Of Human Bondage
By Vern Thiessen, based on the novel by W. Somerset Maugham, directed by Albert Schultz. Until March 11 at the Young Centre for the Performing Arts, 50 Tank House Lane. Soulpepper.ca and 416-866-8666.
This acclaimed adaptation of W. Somerset Maugham’s novel returns briefly to Soulpepper in advance of travelling, with a number of other productions and concerts, to New York this summer for the Soulpepper on 42nd Street season.
If, halfway through its lengthy running time (over two and a half hours, including intermission) you find yourself wondering what messages about Canada a melodramatic English yarn about sexual obsession will send to our neighbours to the South — hang in there. The evening grows considerably richer as the story expands in scope in the second half, and the cumulative effects of Albert Schultz’s virtuosic staging and the cast’s excellent ensemble playing add up to something quite satisfying.
Maugham’s novel is an epic (over 700-page) autobiographical coming-of-age story about Philip Carey (Gregory Prest), an orphan with a club foot who struggles to find his métier and happiness. Adapting must be a harrowing, heartbreaking business — so many choices to make, so many darlings to kill: Vern Thiessen here skips over Philip’s early adventures and drops us straight into his time in a London medical school, having left an attempted life as a painter in Paris behind.
The first act focuses closely on the character’s tortured love affair with the tea-shop waitress Mildred (Michelle Monteith), who is uncultured and manipulative, abusing Philip financially and emotionally. This relationship and the representation of Philip as physically different have both been interpreted as Maugham’s channelling of his closeted homosexuality, but this potential reading is not played on here.

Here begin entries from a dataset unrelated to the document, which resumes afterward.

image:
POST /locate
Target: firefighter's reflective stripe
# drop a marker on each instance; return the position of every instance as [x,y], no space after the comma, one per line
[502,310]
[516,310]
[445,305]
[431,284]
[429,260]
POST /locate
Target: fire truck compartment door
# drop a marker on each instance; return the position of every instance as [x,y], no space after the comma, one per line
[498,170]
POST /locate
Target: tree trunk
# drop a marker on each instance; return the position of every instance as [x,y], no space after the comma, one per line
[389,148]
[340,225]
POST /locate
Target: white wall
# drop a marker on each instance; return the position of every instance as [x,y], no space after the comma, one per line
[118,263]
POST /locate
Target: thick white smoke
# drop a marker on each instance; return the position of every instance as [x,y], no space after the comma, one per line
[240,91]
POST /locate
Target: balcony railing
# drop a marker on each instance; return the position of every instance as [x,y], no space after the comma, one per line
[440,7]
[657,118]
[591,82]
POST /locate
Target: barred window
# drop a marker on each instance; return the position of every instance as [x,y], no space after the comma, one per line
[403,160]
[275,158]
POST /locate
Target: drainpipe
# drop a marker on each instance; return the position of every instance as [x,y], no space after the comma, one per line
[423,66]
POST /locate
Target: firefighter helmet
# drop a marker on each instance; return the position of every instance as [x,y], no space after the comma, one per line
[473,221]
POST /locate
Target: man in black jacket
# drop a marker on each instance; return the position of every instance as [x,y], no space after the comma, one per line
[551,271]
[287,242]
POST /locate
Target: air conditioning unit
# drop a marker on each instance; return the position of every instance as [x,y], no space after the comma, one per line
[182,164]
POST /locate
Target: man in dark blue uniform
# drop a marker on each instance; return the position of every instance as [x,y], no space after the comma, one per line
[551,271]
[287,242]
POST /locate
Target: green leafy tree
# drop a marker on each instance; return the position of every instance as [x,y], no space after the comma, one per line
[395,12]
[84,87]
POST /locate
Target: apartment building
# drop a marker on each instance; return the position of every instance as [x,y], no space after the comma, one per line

Rather, Mildred stands in for nothing more or less than a bad woman, in sharp contrast to the intelligent divorcée Norah (a deeply empathetic performance by Sarah Wilson) whose affections Philip can’t fully accept because Mildred keeps drawing him back in. Monteith impressively demonstrates her acting range in her portrayal of this self-destructive coquette, and Prest convinces as the searching, flawed hero, but because the focus is pulled in so tightly on their interactions, the first act comes across overall like a bodice-ripper.
An exceedingly well-staged bodice-ripper, it must be said. Schultz and his ace design team (sets and costumes by Lorenzo Savoini, costumes by Erika Connor, sound and music by Mike Ross) offer a metatheatrical conceit in which the 12-member acting company stands outside a central playing area and assist in creating the onstage world by playing instruments and creating sound effects. There are some very clever live montage effects, as when we see Philip buying a flower and Mildred accepting an identical flower elsewhere on the stage a half-second later.
A standup bass lit from within to expose its empty insides, and an anatomical skeleton both figure prominently onstage, echoing each other visually and pointing to Philip’s career dilemma — art or medicine? As the story grows richer in the second act, they also offer a visual metaphor for the show’s overall gesture, which is to gaze inside a life — Philip’s — and ask what really makes it full or empty, chaotic or ordered.
This happens after Philip finally (well, almost) unlinks from Mildred’s tractor beam; things get a lot worse for him before they get a lot better. Thiessen’s adaptation and Schultz’s staging consistently forge a clear narrative path even as the bravura acting company doubles and triples up on roles.
Vignettes by Oliver Dennis and Stuart Hughes as Philip’s bohemian artist friends accumulate into something thematically meaty and quite moving, and John Jarvis is a particularly bright spark as Philip’s patient-turned-benefactor Thorpe Athelney. It’s in Athelney’s household that Philip meets Sally (the luminous Courtney Ch’ng Lancaster), who’s not only devoted but politically liberated. Turning Philip and Sally’s union into a true love story may not follow the original, but allows Schultz, in the end, to deliver the feel-good factor that is a hallmark of much of his directing and producing.
Though Maugham’s novels and plays were wildly popular at the turn of the 20th century, they are much less known now, and infrequently taught. This engaging adaptation makes a strong case for a reappraisal.